Three episodes in, "Fargo" reveals its heart

At first, the characters could seem as flat as the terrain. But the FX series has found its footing in the snow

Published April 30, 2014 4:45PM (EDT)

FARGO "A Muddy Road" -- Episode 103 -- Airs Tuesday, April 29, 10:00 pm e/p) -- Pictured: (L-R) Adam Goldberg as Mr. Numbers, Martin Freeman as Lester Nygaard, Russell Harvard as Mr. Wrench. -- CR: Chris Large/FX       (Chris Large)
FARGO "A Muddy Road" -- Episode 103 -- Airs Tuesday, April 29, 10:00 pm e/p) -- Pictured: (L-R) Adam Goldberg as Mr. Numbers, Martin Freeman as Lester Nygaard, Russell Harvard as Mr. Wrench. -- CR: Chris Large/FX (Chris Large)

Last night, FX aired the all-important third episode of its “Fargo” adaptation. I say “all-important” merely because back when HBO, coming off quite a few critical wins, had the gall to slot “John From Cincinnati” into its heralded Sunday night lineup, I arbitrarily decided that I needed to view at least the first three episodes of any of these high-concept, heavily plotted, hour-long dramas that were slowly cropping up everywhere before I could make any sort of reasonable judgment. “John From Cincinnati” never quite took. But, thankfully, this third episode of “Fargo” was engrossing from the very first moment and, I believe, a turning point for the series.

Up until now, the show had taken place in the wintery flatlands of the Midwest – a pastiche of snow-covered fields, lonely highways, one- or two-level suburban homes and offices. But when the words that open every installment, “This is a true story,” appeared last night, they were over a glass and steel skyscraper down the road in St. Paul. The corporate environs were no less cold and isolated as Billy Bob Thornton dragged a pudgy office drone past rows of cubicles and into an elevator by his necktie. But the sequence – a smart mix of traditional cinematography, surveillance camera footage, and close-ups of a fishbowl screensaver – was gorgeous and symbolically broadened the scope of the tale considerably.
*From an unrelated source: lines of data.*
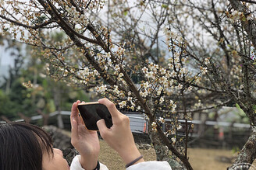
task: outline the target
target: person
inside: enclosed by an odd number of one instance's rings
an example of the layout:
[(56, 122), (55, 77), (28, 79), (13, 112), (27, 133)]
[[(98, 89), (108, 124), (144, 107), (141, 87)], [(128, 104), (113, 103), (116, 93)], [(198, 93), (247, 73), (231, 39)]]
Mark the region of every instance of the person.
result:
[[(118, 111), (107, 99), (98, 100), (107, 106), (113, 126), (97, 122), (101, 136), (120, 155), (127, 170), (169, 170), (167, 161), (144, 161), (137, 148), (130, 129), (129, 118)], [(26, 123), (0, 124), (0, 170), (108, 170), (98, 162), (99, 140), (96, 131), (87, 130), (76, 109), (71, 109), (71, 143), (79, 151), (69, 167), (62, 151), (52, 147), (52, 141), (41, 128)]]

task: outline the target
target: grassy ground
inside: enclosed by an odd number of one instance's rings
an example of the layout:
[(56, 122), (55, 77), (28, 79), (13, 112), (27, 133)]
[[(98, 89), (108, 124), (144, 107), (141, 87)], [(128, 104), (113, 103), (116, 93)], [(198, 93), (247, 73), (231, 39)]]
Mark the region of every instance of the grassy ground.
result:
[[(104, 141), (100, 141), (101, 153), (99, 161), (106, 165), (110, 170), (125, 169), (125, 165), (121, 158)], [(155, 160), (155, 153), (153, 148), (140, 150), (145, 161)], [(190, 148), (188, 150), (190, 162), (195, 170), (222, 170), (230, 166), (230, 163), (223, 163), (218, 160), (221, 157), (231, 158), (234, 156), (231, 151), (217, 149)]]

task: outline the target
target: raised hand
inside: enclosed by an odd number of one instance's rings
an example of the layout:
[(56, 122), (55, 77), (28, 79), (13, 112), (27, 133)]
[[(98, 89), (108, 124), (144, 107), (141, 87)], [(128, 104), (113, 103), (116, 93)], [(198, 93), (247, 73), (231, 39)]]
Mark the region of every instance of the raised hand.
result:
[(79, 116), (77, 105), (74, 102), (71, 109), (71, 144), (81, 155), (80, 162), (84, 169), (94, 169), (97, 166), (100, 144), (96, 131), (87, 130), (83, 119)]

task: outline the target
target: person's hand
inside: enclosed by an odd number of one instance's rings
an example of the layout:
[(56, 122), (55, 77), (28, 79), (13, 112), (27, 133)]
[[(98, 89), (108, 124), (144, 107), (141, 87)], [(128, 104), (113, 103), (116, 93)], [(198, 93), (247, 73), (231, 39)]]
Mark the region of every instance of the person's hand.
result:
[(80, 117), (77, 109), (79, 103), (79, 100), (74, 102), (71, 109), (71, 144), (81, 155), (80, 162), (82, 167), (86, 170), (91, 170), (97, 166), (100, 144), (97, 132), (87, 130)]
[[(97, 122), (101, 136), (111, 147), (118, 152), (126, 164), (131, 162), (140, 156), (140, 153), (135, 145), (130, 128), (129, 117), (118, 111), (115, 104), (107, 99), (99, 99), (98, 102), (107, 106), (113, 122), (113, 126), (109, 129), (103, 119)], [(142, 161), (144, 159), (140, 159), (136, 163)]]

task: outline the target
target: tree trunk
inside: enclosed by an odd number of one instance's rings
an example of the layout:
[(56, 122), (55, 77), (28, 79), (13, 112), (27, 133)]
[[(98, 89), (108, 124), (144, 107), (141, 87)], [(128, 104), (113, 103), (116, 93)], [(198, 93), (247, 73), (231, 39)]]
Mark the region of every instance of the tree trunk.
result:
[[(252, 164), (256, 158), (256, 130), (254, 130), (249, 139), (239, 152), (233, 166), (240, 163)], [(227, 169), (229, 169), (229, 167)]]

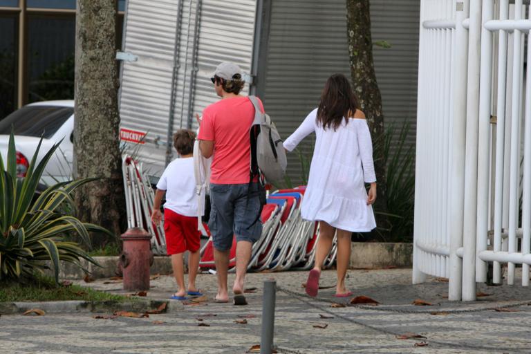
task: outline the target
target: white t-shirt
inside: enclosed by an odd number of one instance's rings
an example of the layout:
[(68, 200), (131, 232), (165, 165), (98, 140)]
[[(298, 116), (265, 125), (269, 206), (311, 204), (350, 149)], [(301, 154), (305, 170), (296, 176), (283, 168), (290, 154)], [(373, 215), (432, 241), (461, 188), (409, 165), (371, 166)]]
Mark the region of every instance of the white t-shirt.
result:
[(169, 162), (157, 183), (166, 191), (164, 207), (185, 216), (197, 216), (194, 158), (176, 158)]

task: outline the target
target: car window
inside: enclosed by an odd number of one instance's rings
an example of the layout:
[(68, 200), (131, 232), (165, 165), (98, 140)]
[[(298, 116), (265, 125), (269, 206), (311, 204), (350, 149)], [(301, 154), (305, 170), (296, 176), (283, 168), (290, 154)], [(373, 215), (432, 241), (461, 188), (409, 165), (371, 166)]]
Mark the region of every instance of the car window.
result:
[(10, 134), (12, 126), (15, 135), (49, 139), (73, 113), (73, 107), (26, 106), (0, 120), (0, 134)]

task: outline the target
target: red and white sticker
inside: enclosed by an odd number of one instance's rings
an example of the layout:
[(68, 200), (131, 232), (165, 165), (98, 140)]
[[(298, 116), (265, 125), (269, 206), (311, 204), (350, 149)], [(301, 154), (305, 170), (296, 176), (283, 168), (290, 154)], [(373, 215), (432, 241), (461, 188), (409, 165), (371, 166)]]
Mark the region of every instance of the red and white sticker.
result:
[(120, 138), (124, 141), (144, 144), (144, 138), (145, 136), (146, 133), (142, 131), (125, 129), (124, 128), (120, 128)]

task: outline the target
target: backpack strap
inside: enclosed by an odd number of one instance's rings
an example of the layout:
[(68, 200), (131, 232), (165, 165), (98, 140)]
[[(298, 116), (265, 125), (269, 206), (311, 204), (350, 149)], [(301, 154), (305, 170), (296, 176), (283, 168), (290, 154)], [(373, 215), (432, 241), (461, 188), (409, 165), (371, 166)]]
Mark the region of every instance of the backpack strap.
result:
[(260, 108), (260, 104), (258, 102), (258, 98), (257, 96), (252, 95), (247, 97), (249, 98), (249, 100), (251, 101), (252, 105), (254, 106), (254, 122), (252, 124), (259, 124), (262, 120), (262, 115), (263, 113), (262, 113), (262, 109)]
The entire episode was shot wisely and beautifully, but it wasn’t just the visual quality of the show that seemed to ramp up. Last week, the arrival of Adam Goldberg and Russell Harvard’s shticky out-of-town thugs indicated the show would continue on as a pale derivative of the original Coen brothers film. Also, it appeared that Bob Odenkirk’s hokey Chief Oswalt, operating on sheer, inexplicable ineptitude, was going to simply let Lester Nygaard (Martin Freeman), the key to the entire murder mystery, walk around town unmolested. The show was starting to feel like one of those truTV crime reenactment programs wherein the bad guy gets away just because the police bumble everything.

Fortunately, Oswalt’s intrepid deputy, Molly Solverson (Allison Tolman), finally met with Colin Hanks’ Gus Grimley, the cop most likely to bumble everything, and they began to put the pieces of the puzzle together. (I can’t believe it took me three episodes to get the gag in our heroine’s surname – Solverson.) At least for a moment, though, the mystery and the murders felt beside the point as Molly realized why Gus held onto important evidence for so long before coming forward, sharing it, and potentially damaging his own career. The scene where she bonds with his 12-year-old daughter, Greta (Joey King), is a masterful bit of understated performance for which Tolman, Hanks and King get equal credit – well, almost. If Tolman’s name doesn’t come up next year during awards season, I will have an even harder time sitting through the Emmys than I usually do.

“Fargo,” in its efforts to remain Coen-quirky, has many an unsettling tick. Odenkirk’s dimwitted Chief Oswalt is no Saul Goodman. Goldberg and Harvard’s Mr. Numbers and Mr. Wrench are – as their names suggest – still just walking props. Even Thornton’s perpetually smirking psychopath Lorne Malvo takes some getting used to – though pitting his quiet menace against Oliver Platt as the boisterous Stavros Milos, the grocery store king of Minnesota, is combustible genius. False notes and caricatures aside, in uniting the goodhearted Solverson with Hanks’ heartbreakingly vulnerable Grimley, the show has revealed its emotional core and finally elevated  above the flat terrain of Bemidji, Minnesota.